= Robert Ford (sportscaster) =

American sportscaster

Robert Ford is an American sportscaster who is the play-by-play commentator for Houston Astros radio broadcasts.

==Broadcast career==
Before moving up to the booth, Ford hosted the Astros' pregame and postgame radio shows. He performed the same role with the Kansas City Royals before coming to Houston. He joined the Royals in 2009. He previously was a baseball play-by-play announcer for the Binghamton Mets, Yakima Bears, and Kalamazoo Kings. Outside baseball, he called Binghamton Bearcats women's and select men's basketball games. He also called select high school football and basketball games for WCDO in New York. In 2003 and 2004, Ford was named Frontier League Broadcaster of the Year.
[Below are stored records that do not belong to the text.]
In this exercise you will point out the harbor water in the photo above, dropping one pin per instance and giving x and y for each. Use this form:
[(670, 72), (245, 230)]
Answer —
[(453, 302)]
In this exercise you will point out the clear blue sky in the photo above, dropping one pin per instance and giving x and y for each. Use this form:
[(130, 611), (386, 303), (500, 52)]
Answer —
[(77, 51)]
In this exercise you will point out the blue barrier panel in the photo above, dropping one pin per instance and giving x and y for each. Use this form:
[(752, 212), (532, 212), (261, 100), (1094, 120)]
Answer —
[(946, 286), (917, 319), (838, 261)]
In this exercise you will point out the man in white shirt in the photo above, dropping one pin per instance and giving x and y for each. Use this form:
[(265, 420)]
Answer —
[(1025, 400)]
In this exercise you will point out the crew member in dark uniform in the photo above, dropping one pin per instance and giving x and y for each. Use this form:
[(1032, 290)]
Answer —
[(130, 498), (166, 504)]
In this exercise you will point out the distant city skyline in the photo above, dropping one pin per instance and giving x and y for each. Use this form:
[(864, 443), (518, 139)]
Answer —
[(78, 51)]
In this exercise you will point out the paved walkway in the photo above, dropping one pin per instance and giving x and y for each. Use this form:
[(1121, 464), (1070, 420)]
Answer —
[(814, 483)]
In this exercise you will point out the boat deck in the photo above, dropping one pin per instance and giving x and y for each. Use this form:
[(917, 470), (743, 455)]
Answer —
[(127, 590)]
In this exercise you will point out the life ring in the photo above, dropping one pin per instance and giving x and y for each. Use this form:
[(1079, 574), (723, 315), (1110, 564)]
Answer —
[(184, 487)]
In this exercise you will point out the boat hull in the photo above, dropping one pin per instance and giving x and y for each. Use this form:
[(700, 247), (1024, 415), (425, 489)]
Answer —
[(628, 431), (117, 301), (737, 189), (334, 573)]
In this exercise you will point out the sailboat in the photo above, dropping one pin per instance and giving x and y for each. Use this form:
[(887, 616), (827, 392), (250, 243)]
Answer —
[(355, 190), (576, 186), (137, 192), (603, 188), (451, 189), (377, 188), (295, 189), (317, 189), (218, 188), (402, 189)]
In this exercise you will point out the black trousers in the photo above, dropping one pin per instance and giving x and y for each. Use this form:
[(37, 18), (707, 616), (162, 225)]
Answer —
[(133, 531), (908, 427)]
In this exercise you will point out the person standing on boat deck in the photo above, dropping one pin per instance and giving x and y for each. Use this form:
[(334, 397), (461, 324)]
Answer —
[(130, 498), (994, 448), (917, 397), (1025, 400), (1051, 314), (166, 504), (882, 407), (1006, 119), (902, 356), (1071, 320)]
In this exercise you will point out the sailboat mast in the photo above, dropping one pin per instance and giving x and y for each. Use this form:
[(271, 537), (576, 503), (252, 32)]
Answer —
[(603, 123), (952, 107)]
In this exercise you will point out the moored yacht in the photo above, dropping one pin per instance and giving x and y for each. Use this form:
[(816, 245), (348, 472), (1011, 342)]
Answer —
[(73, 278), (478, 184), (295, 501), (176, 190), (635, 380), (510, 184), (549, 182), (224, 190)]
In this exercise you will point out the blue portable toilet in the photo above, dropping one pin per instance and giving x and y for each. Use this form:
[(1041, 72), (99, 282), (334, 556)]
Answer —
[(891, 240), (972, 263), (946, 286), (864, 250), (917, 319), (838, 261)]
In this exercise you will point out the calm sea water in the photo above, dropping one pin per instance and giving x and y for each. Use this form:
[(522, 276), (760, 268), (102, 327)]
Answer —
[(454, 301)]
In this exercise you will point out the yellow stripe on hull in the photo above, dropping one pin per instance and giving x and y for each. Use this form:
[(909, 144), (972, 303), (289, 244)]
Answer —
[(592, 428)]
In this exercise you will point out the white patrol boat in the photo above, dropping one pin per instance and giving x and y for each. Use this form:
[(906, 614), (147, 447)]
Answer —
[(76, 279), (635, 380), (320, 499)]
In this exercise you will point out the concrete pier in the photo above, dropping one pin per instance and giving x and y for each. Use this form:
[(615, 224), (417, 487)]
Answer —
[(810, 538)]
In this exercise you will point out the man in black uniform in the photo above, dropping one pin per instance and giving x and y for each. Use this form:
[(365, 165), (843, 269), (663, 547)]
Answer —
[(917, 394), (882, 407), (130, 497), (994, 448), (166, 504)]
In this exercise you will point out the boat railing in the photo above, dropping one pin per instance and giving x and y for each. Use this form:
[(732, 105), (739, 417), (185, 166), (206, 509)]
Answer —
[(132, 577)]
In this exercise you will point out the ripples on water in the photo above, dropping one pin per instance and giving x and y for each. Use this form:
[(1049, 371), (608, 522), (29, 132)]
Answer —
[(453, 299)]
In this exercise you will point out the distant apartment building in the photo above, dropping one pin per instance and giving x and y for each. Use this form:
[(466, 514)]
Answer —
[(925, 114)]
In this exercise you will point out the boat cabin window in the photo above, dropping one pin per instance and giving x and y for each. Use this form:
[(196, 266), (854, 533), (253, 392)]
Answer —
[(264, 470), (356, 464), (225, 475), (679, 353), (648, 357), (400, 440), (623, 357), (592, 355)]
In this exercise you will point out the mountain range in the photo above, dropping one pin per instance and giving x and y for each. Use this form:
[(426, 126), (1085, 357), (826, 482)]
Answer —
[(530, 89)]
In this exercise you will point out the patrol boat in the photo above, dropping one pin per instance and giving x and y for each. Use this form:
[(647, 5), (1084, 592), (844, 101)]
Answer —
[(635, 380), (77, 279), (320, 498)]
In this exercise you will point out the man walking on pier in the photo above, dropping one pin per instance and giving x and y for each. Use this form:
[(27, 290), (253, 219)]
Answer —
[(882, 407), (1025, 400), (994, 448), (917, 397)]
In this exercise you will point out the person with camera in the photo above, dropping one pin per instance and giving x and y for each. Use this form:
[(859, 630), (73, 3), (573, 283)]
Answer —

Ford became the Astros radio play-by-play broadcaster in 2013, working alongside Steve Sparks. They replaced Dave Raymond and Brett Dolan. Ford was named the Texas Broadcaster of the Year in 2022 by the National Sports Media Association.

==Personal life==
Ford grew up in The Bronx and attended The Bronx High School of Science before attending the Newhouse School of Public Communications at Syracuse University, graduating with a bachelor's degree in broadcasting journalism in 2001. He is the son of music journalist and songwriter Robert Ford Jr.

Ford has a daughter.

While working in Kansas City, Ford met fellow African American play-by-play broadcaster Dave Sims, who became a friend and mentor.